Uber has done something that few other big technology companies can claim: open below its initial public offering price.
Shares of the ride-sharing company began trading Friday at $42 a share, down 6.7 percent, and finished the day at $41.57, well below the $45 at which it sold shares to investors late Thursday.
How a stock trades in its debut is often used to gauge the success of the offering and investor sentiment about a company. If a stock falls below its I.P.O. price on the first day or even in the weeks that follow, the offering is considered a flop — a red flag that investors have concerns about a company’s outlook.
It can also put a chill on the I.P.O. market, making investors wary of buying into other big deals to come.
Such debuts don’t happen that often to big, hotly anticipated listings. Since 2000, only 18 companies valued at more than $1 billion had begun trading below their I.P.O. price, according to Dealogic. The last was a Chinese electric carmaker, Nio, which opened in September down 4 percent.
Instead, shares of companies typically “pop” in their public market debuts. On average, technology companies have risen 41 percent on their first day of trading over the past 24 years.
Uber’s share performance capped several months of falling expectations for its offering. Investment bankers floated a valuation of $120 billion last fall. A month ago, Uber suggested to some investors that its stock sale might value it at up to $100 billion. About two weeks ago, Uber set an expected price range that would value it at up to $91 billion.
Then on Wednesday, the guidance seemed to be that it would be priced in the bottom half of its offering range. On Thursday, it sold the shares at a $82.4 billion valuation, and by Friday’s close, investors were valuing Uber at $76.5 billion. That was not far above the $76 billion that private investors had valued it at in August.
Still, Uber is hardly the first company to stumble in its first days, weeks or months of trading. Here are some others that didn’t live up to the early hype.

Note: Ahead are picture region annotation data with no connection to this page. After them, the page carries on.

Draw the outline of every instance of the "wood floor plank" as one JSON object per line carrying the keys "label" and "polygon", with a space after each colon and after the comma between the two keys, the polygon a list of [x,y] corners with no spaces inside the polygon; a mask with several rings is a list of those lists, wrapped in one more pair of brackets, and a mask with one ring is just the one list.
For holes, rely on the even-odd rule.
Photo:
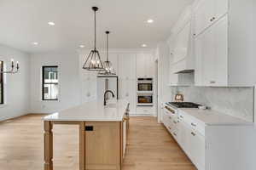
{"label": "wood floor plank", "polygon": [[[0,170],[44,169],[44,115],[28,115],[0,123]],[[195,170],[154,117],[131,117],[122,170]],[[54,170],[78,170],[79,131],[55,125]]]}

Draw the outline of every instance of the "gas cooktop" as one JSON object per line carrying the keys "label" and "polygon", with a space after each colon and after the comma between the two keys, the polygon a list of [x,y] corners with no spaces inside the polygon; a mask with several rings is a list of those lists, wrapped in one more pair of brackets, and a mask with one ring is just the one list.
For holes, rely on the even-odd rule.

Facebook: Unlike Uber, the social network pushed its offering price, and its valuation, higher in the days before it went public in May 2012. But a trading glitch, along with underwhelming investor demand, caused its shares to stumble out of the gate. The stock opened up 11 percent, but that gain quickly faded. It was down 13 percent a week later and 31 percent a year later.
Things changed for Facebook, though. It crossed above its I.P.O. price a little over a year after its debut, and its shares currently trade at about five times that price.
Snap: The trading debut of the Snapchat parent in March 2017 was among the most highly anticipated in recent years. The stock opened up 41 percent, closed the first day with a 44 percent gain and a month later remained 32 percent above its I.P.O. price.
But dismal financial results and struggles to add and keep users began to wipe away the stock gain. A year after Snap went public, the stock was essentially trading at its I.P.O. price, and today its shares are nearly 40 percent below the I.P.O. price.
Zynga and Groupon: The two companies’ offerings received plenty of fanfare in 2011, but their performances diverged on their first day. Groupon, the online coupon company, surged 30 percent, while Zynga, which makes games for social media platforms, finished down 5 percent. That divergence didn’t last. Within a year, both had tumbled — 81 percent and 75 percent below their I.P.O. prices — as worries about their financial performance increased.